Mainz, Germany – On Thursday morning the first German military contingent left for Turkey to make first arrangements for the German Syria-mission. 40 soldiers, two Tornado jets and one air-to-air tanker aircraft were included in the departure, with more personnel on the way.
After Legislators in Germany’s Parliament, the Bundestag, decided last week on sending up to 1,200 Bundeswehr soldiers to the Middle East to join the anti-ISIS campaign in Syria, first troops started their flight to the region from the Jagel airbase in the state of Schleswig-Holstein in northern Germany.

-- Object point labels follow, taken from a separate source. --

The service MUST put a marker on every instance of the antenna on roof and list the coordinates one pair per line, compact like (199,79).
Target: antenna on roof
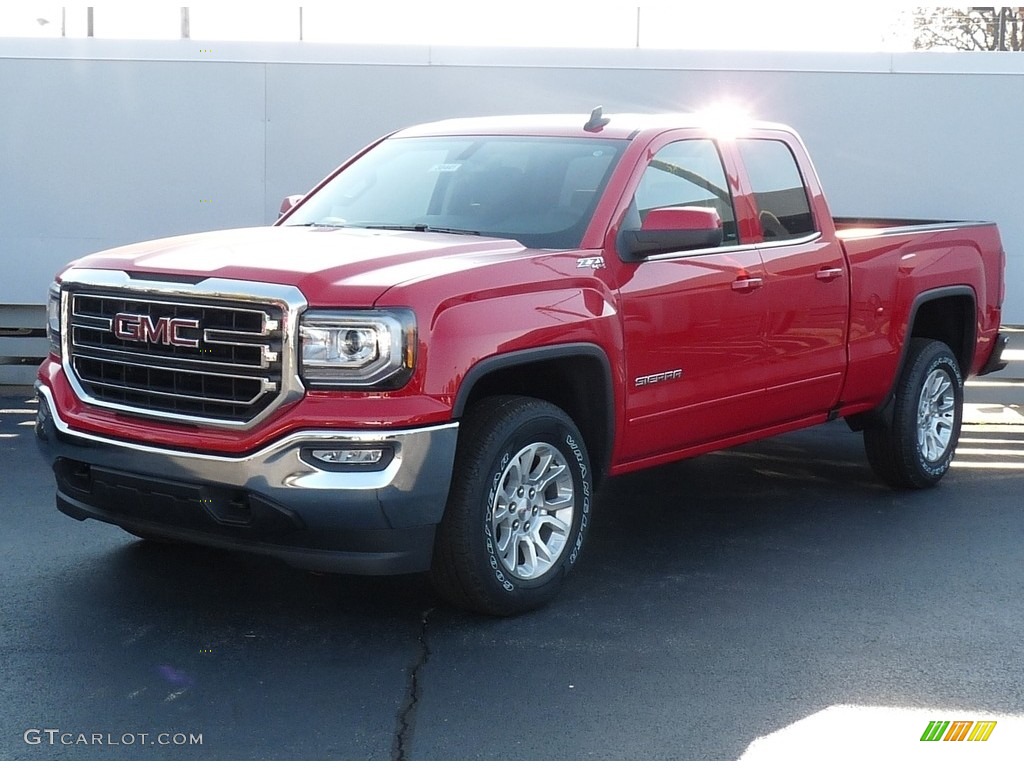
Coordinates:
(596,122)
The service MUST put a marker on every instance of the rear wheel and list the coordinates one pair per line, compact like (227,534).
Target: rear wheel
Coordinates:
(916,449)
(518,509)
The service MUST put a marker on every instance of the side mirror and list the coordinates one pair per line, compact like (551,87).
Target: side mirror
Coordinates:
(289,203)
(668,229)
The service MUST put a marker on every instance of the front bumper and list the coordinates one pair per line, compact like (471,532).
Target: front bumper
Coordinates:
(275,501)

"We are aware of the risks and have adjusted pilots' training accordingly; We are prepared," said Lieutenant Colonel Jörg Langer to German public broadcaster ZDF, adding that the jets were equipped to defend themselves if necessary.
The operation, in support of France, comes in the wake of the deadly Paris attacks in November. Following the attacks, chancellor Merkel agreed to honor a request from France to provide support for its operations against Isis in Syria. However, before that, German soldiers have been training Kurdish Peshmerga soldiers against the Islamic State for more than a year now.
Schleswig-Holstein's Minister-President Torsten Albig said at the send-off ceremony that “the future of Europe depends on this friendship,” underlining the importance of the longstanding French-German partnership.
The German navy has also deployed a frigate, to the region to support the French aircraft carrier Charles De Gaulle. The Augsburg, carrying some 230 sailors and soldiers, began accompanying the French aircraft carrier on its journey through the Suez Canal to the Arabian Sea. From there, France aims to carry out further airstrikes against the terrorists.
Some are even calling for German boots on the ground, at least with the Kommando Spezialkräfte (KSK), German special forces, who should be deployed, if a jet gets shot down and the pilot has to be rescued.
"The Bundeswehr successfully carried out these kinds of rescue operations in Afghanistan,” former Defense Minister Franz Josef Jung was cited by Spiegel Online, adding that the German troops can “handle that” themselves and do not rely on any other forces.
German forces in the Kurdistan Region have not just trained the Kurdish forces, they also had some short appearances at the frontlines. In September Corduene learned that German intelligence was helping Peshmerga forces on the ground, who were attacked with mustard gas by the Islamic State. Several injured Peshmerga soldiers were then recovered from the frontlines by German intelligence.
There are also some in the German parliament, like the leftist party Die Linke, who oppose the deployment of soldiers to the region. Norman Paech, member of Die Linke and former MP says: “The legal justification relied on by the German government for the deployment of German military forces to Syria is unsustainable. International law insists as always that a state can only be attacked if the terrorist attacks emanating from its territory can be attributed to it.”
However, Germany neither attacks the Syrian government nor ISIS itself. Its military just provides reconnaissance, security and training for its allies in the anti-ISIS coalition. The Central-European power was one of the first to provide Kurdish forces with weaponry and logistics. Last week the defense ministry also confirmed that “upcoming supplies to the Peshmerga will definitely include more MILAN rockets,” after several reports suggested otherwise.